Ear infection epidemic in dogs
Ear infections are amongst the most common skin problems we face as veterinarians in day to day practice. There isn’t a day that goes by where a pet owner doesn’t present a dog to us with signs of ear inflammation and infection. Common signs of an ear infection include a waxy ear with discharge from brown to a more pus-like yellow and green. Usually there is also an unpleasant odor along with redness of the ear flaps. Many dogs will shake their head frequently and/or scratch or rub excessively at the affected ears. The problem can be seen in one or both ears, and in many pets other signs of skin disease can be present. These signs may include excessive feet licking, trunk itching, hot spots, and various skin eruptions.
Ear inflammation and infections can be caused by foreign materials getting into the ears or excessive moisture, as seen in dogs that swim a lot. Ear infections are most commonly caused by a pet having an allergic reaction to inhalants or coming into contact with something, or hormonal disorders like hypothyroidism in dogs.
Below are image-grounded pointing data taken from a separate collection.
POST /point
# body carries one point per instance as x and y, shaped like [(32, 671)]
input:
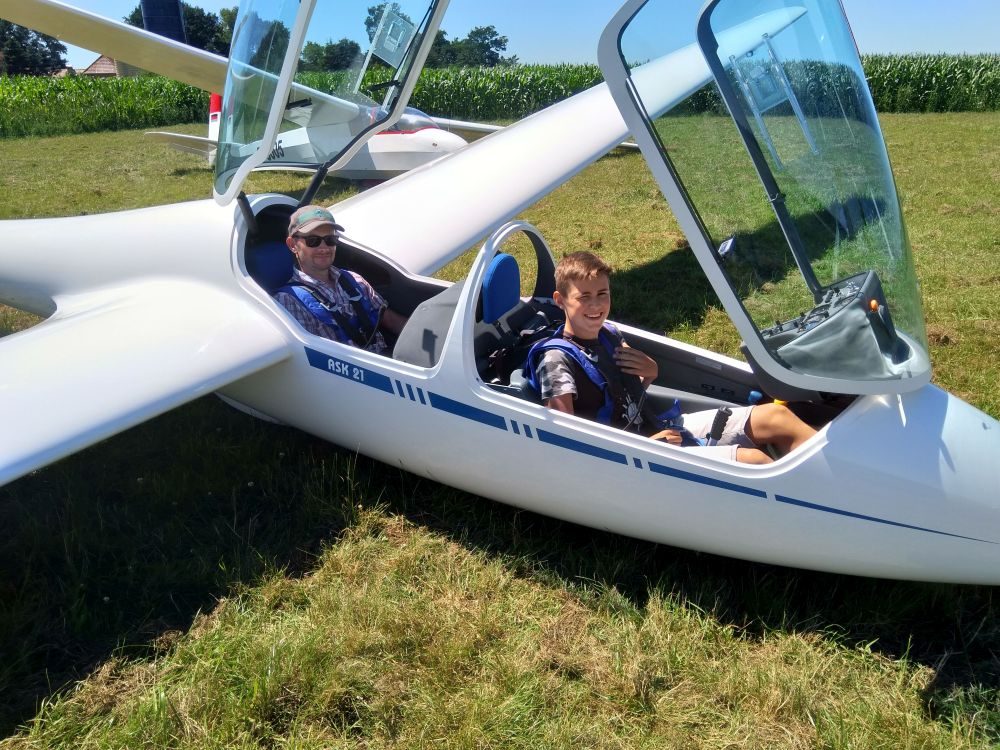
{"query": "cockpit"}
[(780, 179)]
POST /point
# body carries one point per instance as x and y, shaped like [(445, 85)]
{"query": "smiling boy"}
[(319, 295), (610, 388)]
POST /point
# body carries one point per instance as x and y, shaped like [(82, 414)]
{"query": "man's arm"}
[(392, 321)]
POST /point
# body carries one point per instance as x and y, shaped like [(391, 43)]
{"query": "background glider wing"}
[(192, 144), (122, 42), (141, 350)]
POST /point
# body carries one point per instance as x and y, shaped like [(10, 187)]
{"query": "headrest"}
[(501, 287), (270, 265)]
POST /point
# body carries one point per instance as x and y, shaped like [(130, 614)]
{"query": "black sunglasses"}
[(313, 240)]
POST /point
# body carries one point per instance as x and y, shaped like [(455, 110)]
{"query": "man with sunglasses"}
[(327, 301)]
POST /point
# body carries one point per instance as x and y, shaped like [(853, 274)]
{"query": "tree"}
[(482, 46), (228, 16), (26, 52), (330, 56), (374, 17), (203, 29), (442, 53)]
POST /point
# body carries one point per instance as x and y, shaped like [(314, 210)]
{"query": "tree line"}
[(26, 52)]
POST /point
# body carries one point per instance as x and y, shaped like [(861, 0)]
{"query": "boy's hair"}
[(577, 266)]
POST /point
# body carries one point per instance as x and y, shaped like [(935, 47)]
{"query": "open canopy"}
[(309, 82), (792, 213)]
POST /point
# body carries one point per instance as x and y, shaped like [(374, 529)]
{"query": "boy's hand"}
[(635, 362)]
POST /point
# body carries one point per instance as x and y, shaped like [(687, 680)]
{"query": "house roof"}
[(102, 66)]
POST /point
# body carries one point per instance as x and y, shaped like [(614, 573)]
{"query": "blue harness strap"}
[(608, 336)]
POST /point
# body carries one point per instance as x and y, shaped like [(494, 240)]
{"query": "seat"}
[(270, 265), (422, 338), (501, 288)]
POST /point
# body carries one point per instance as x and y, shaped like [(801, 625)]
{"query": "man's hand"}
[(635, 362), (669, 436)]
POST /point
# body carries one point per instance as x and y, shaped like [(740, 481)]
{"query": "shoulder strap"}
[(365, 314), (312, 299), (591, 370)]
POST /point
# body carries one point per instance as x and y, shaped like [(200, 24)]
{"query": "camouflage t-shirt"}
[(558, 374)]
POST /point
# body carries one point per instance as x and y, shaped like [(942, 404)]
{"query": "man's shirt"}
[(337, 298)]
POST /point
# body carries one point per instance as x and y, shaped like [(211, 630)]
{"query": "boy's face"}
[(586, 303)]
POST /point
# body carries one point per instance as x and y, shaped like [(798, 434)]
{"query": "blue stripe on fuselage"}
[(544, 436), (875, 519), (691, 477)]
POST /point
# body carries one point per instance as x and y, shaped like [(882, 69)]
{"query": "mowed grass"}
[(207, 580)]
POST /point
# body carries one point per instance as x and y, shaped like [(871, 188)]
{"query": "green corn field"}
[(38, 106)]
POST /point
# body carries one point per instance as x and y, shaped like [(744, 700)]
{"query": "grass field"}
[(207, 580)]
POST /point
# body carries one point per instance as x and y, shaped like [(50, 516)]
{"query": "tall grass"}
[(207, 580), (49, 106)]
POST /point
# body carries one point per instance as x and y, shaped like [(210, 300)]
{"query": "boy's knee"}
[(752, 456)]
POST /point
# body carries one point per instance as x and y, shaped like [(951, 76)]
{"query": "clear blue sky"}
[(879, 25)]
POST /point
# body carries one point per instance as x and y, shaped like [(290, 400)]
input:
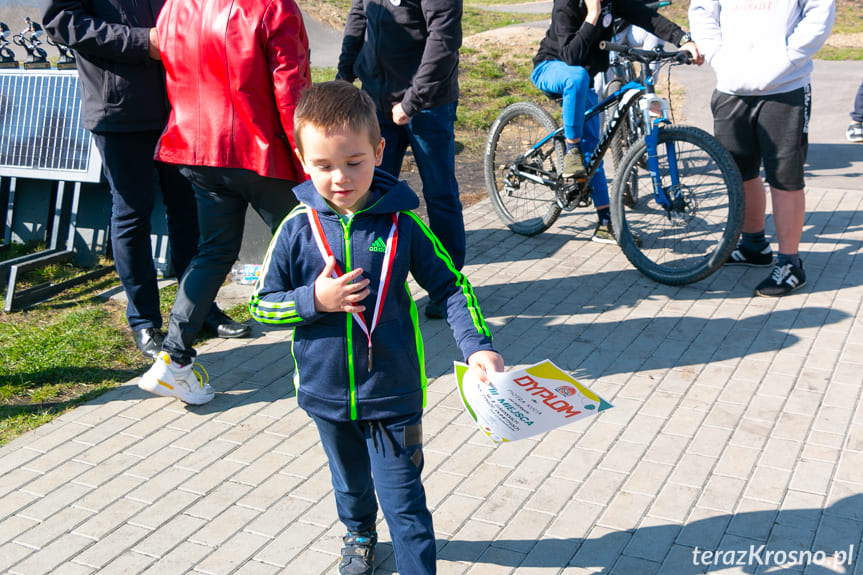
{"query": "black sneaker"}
[(854, 133), (743, 257), (358, 554), (603, 234), (784, 280)]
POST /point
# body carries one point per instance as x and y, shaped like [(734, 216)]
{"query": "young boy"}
[(336, 271)]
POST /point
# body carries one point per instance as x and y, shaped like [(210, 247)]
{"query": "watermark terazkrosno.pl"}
[(760, 555)]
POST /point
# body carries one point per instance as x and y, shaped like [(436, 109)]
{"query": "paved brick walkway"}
[(738, 422)]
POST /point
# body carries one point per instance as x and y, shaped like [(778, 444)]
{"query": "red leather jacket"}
[(235, 70)]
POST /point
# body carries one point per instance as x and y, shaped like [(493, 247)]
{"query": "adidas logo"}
[(378, 246)]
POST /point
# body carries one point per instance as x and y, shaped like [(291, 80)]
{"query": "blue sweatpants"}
[(383, 456)]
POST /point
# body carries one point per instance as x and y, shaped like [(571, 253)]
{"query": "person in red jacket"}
[(235, 70)]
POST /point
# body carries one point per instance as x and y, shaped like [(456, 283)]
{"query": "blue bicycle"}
[(676, 195)]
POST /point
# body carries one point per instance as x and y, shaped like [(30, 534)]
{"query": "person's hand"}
[(697, 57), (483, 361), (594, 9), (342, 293), (153, 47), (399, 116)]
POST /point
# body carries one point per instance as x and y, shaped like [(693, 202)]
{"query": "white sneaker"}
[(187, 384)]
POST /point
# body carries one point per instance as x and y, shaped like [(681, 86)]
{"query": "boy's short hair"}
[(336, 105)]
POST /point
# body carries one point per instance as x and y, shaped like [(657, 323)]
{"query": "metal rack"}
[(42, 138)]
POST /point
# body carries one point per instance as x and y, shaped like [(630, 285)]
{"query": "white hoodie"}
[(760, 47)]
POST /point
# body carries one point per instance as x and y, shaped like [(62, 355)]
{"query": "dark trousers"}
[(222, 195), (131, 173), (383, 456), (431, 138)]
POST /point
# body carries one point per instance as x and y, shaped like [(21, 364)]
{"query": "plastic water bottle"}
[(245, 274)]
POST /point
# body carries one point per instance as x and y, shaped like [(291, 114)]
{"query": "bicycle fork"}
[(655, 110)]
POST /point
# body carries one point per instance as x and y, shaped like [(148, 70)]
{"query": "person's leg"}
[(573, 84), (756, 205), (127, 163), (783, 136), (181, 215), (854, 133), (273, 199), (396, 143), (344, 442), (789, 212), (432, 139), (346, 446), (221, 218), (397, 462), (734, 125), (857, 113), (603, 233)]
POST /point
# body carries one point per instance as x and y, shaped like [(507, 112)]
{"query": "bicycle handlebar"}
[(646, 56)]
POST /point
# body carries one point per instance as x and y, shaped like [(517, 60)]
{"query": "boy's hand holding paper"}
[(524, 402)]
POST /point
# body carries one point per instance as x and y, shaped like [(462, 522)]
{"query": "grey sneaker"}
[(187, 383), (854, 133), (782, 281), (358, 554), (603, 234), (573, 164)]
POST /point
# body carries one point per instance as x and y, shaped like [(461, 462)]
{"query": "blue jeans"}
[(222, 196), (857, 114), (432, 140), (573, 84), (129, 169), (383, 456)]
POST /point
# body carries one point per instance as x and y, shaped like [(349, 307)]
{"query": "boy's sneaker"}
[(743, 257), (784, 280), (573, 164), (603, 234), (854, 133), (186, 383), (358, 554)]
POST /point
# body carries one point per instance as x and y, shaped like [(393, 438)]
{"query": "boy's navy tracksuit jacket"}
[(330, 349)]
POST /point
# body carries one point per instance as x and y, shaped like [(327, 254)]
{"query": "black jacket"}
[(122, 88), (404, 51), (573, 41)]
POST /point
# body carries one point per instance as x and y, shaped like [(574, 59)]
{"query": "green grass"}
[(54, 357), (475, 20), (59, 354)]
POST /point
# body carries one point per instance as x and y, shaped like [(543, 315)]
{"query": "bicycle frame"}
[(641, 92), (644, 94)]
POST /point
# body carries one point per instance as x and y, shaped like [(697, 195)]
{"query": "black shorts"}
[(773, 129)]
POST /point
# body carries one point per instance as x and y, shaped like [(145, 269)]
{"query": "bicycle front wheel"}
[(526, 205), (695, 235)]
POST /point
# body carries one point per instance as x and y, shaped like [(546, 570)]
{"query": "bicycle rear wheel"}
[(693, 239), (528, 207)]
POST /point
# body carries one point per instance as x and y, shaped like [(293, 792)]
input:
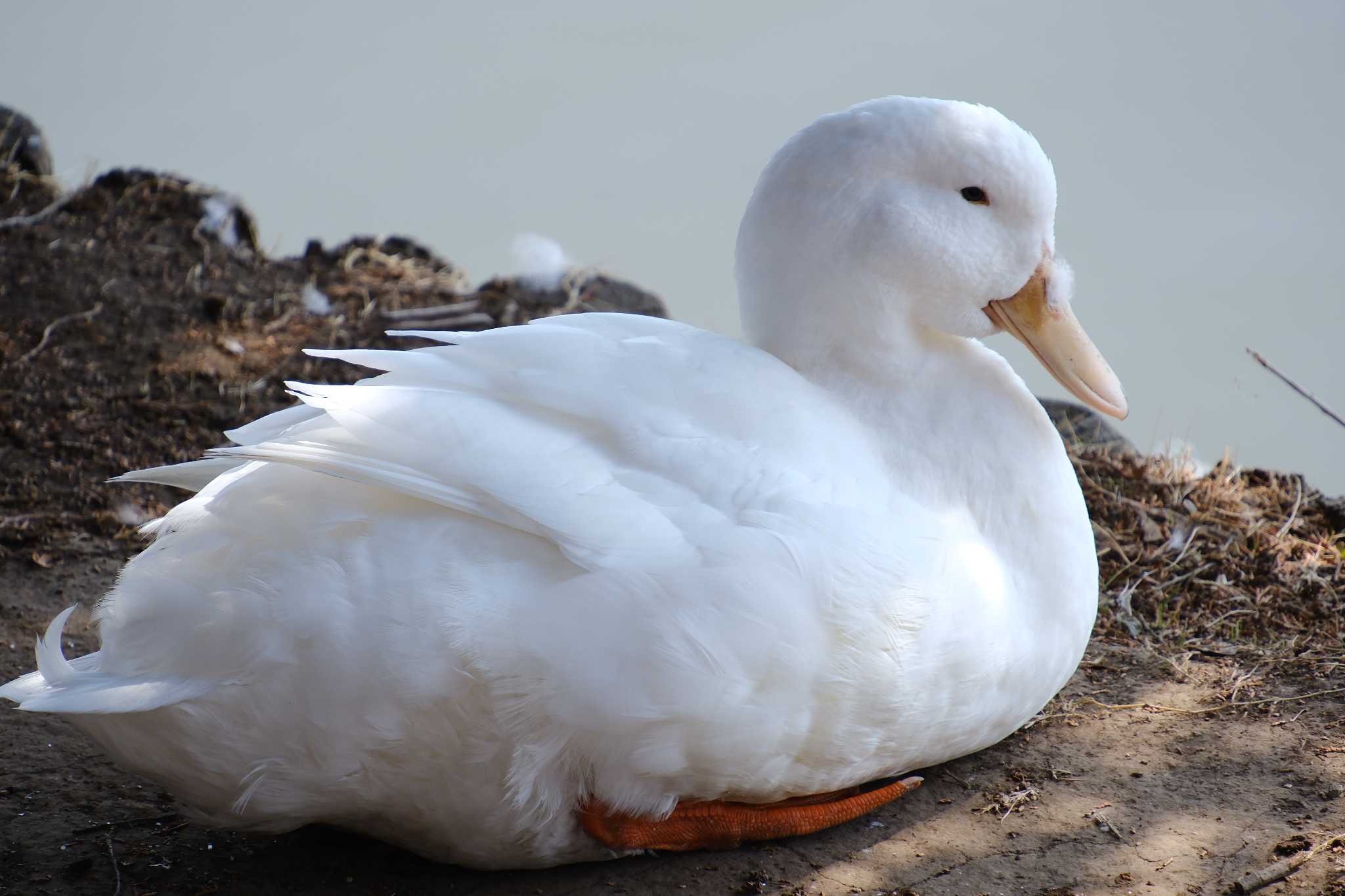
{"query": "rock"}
[(22, 142)]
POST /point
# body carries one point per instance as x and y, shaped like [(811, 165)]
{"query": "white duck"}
[(556, 593)]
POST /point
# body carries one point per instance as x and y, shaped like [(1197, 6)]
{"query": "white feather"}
[(621, 557)]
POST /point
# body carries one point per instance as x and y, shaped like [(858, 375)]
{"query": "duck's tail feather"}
[(81, 687)]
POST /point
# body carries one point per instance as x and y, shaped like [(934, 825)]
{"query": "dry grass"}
[(1232, 563)]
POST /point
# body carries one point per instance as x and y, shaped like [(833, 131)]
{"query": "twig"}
[(1254, 880), (1204, 710), (118, 871), (38, 217), (124, 822), (53, 326), (1297, 387)]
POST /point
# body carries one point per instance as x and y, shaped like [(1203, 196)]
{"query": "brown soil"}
[(1201, 738)]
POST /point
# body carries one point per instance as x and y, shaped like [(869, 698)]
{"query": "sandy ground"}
[(1086, 801)]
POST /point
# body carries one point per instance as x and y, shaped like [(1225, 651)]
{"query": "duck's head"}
[(906, 215)]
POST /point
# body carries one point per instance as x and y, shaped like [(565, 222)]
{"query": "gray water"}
[(1197, 148)]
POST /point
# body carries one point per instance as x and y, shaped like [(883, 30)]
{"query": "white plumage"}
[(621, 557)]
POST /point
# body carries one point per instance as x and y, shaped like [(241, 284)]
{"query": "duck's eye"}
[(975, 195)]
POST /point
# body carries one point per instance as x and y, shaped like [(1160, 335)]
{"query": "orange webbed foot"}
[(717, 824)]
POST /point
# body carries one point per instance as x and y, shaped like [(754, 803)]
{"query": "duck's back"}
[(602, 554)]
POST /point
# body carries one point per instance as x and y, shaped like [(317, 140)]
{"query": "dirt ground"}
[(1201, 739)]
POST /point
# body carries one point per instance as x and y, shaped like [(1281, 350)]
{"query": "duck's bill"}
[(1053, 335)]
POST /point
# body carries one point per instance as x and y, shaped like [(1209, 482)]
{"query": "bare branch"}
[(1297, 387), (46, 333)]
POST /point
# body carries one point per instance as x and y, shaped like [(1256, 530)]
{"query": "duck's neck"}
[(959, 433)]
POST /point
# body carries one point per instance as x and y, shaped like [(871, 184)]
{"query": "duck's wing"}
[(621, 438)]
Those pets with long floppy ears such as Cocker Spaniels and other breeds with similar anatomy can often perpetuate these primary causes because of inadequate air or ventilation to the ear canals.
If pets suffer from chronic ear inflammations/infections over time, the external canals will often become thick with scar tissue, and/or the problem can spread to the middle or inner ear causing hearing difficulties and deafness. In advanced cases, even surgery of the ear canals is sometimes needed. Although prescription ear medications may help the infection over a short period, the problem will likely recur again leading to increased patient discomfort and guardian dissatisfaction. That’s why it’s so important to address with your veterinarian the underlying causes of an ear infection before such severe pathology develops.
There are many excellent over the counter products available that can help animal guardians minimize ear infections through the use of newer and more effective ear cleaners such as MalAcetic Otic or MalAcetic Ultra, both which can be wonderful preventatives and treatments for dogs afflicted with yeast or bacterial infections of the ear canals. Epi-Otic Advanced is also another wonderful ear cleaner that I’ve had great success with in practice. And while some pets will require prescription topical antibiotic/cortisone medications like Otomax and Mometamax, I’ve found the natural enzymatic products called Zymox Otic and Zymox Otic HC to sometimes be as effective as prescription medications. Plus, these pet medications do not have the long term risks and side effects of antibiotic resistance seen when prescription topical medicines are overused.